Kritisiert wird auf der Fraktionsklausur auch die Unterbringung der Flüchtlinge durch Sozialsenator Mario Czaja (CDU). Dieser habe viel zu spät auf die ansteigenden Zahlen reagiert. Laut Kolat fehlen in Berlin derzeit rund 5000 Schlafplätze für Flüchtlinge. Czajas Lösung, die Menschen in Turnhallen und Traglufthallen unterzubringen, lehnt die SPD-Fraktion ab.
Am Ende der Tagung verabschiedeten die Abgeordneten eine Resolution: Zentraler Aspekt ist der Vorschlag eines Staatsvertrags zwischen Senat und den muslimischen Verbänden. In diesem sollen gegenseitige Rechte und Pflichten festgelegt werden. Dazu gehören unter anderem ein Bekenntnis zur Verfassung des säkularen Staates, interreligiöse Toleranz, Gleichberechtigung von Frau und Mann, sowie die Errichtung eines Lehrstuhls für Islamkunde an einer Berliner Universität. Eine solche Professur soll garantieren, dass Lehrer für muslimischen Religionsunterricht ausgebildet werden können.

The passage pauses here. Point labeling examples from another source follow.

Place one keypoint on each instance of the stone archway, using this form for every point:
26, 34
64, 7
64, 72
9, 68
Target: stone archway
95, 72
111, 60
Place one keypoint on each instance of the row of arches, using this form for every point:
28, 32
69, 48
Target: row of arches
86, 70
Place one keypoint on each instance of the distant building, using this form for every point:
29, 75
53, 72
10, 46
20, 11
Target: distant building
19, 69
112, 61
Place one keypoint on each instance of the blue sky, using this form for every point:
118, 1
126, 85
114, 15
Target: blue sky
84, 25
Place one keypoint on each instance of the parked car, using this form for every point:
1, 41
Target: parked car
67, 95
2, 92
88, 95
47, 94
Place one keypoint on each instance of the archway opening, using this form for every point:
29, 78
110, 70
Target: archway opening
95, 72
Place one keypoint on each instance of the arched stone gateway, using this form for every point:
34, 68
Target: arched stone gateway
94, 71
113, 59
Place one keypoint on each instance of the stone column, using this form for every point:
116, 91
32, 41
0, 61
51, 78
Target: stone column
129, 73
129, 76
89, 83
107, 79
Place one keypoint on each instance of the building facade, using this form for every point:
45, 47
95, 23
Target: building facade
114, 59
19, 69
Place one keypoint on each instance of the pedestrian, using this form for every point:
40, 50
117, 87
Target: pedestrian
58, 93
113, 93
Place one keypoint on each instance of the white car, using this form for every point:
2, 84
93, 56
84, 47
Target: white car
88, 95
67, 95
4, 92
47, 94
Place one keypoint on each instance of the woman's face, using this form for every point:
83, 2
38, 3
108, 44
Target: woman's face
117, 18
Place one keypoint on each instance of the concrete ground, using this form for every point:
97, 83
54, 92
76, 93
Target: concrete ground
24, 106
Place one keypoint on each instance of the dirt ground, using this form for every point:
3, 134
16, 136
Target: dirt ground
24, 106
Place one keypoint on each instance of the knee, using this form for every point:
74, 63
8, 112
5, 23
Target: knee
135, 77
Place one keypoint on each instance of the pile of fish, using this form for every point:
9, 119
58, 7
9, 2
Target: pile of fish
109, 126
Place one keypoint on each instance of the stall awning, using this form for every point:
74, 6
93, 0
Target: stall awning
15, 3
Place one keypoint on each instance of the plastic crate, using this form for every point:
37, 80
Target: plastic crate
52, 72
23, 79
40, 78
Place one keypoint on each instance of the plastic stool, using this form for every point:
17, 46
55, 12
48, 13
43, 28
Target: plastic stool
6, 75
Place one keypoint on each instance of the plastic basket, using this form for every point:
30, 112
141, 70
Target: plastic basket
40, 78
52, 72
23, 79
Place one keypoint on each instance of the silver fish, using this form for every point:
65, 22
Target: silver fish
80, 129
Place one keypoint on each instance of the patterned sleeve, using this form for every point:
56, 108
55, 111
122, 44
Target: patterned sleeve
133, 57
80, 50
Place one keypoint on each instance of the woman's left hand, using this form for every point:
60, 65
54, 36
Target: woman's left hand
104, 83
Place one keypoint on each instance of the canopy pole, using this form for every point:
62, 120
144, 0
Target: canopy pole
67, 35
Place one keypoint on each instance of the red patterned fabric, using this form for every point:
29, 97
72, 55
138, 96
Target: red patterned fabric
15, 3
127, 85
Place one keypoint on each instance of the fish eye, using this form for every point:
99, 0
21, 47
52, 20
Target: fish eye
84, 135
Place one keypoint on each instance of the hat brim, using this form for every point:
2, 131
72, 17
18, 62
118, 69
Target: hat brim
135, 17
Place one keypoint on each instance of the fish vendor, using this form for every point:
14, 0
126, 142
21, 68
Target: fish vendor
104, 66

Dass der Weg in punkto Toleranz und Miteinander noch sehr weit ist, zeigte die von Naika Foroutan vorgestellte Studie »Deutschland postmigrantisch«. Die Wissenschaftlerin fand heraus: »Die Mehrheit der Menschen sieht Muslime und Deutsche als Gegensatz an.« Auf einer abstrakten Ebene seien 70 Prozent gegenüber mehr Mitgestaltung durch Migranten offen. »Wenn es aber um konkrete Themen geht, Beschneidung, Kopftuch, Moscheebau, werden vielfach Stereotype wieder aktiv«, sagt Foroutan. Wenig überraschend auch die Erkenntnis der Studie, dass Vorurteile und Ablehnung gegenüber Muslimen umso größer sind, je geringer das Wissen über den Islam. »Das bestätigt auch meine Erfahrung«, sagt Dilek Kolat. Sie stellt aber auch die Frage, ob man nicht, in einer säkularen Stadt wie Berlin, von der einseitigen Fokussierung auf die Religion wegkommen müsse. »Es ist doch beim Thema Integration viel wichtiger, wie die Menschen sich einbringen.«
In der Resolution legt sich die SPD-Fraktion außerdem auf den Ausbau von Kinderbetreuung, eine Ausweitung von Sprachförderungsangeboten und eine bessere Anerkennung von ausländischen Abschlüssen fest.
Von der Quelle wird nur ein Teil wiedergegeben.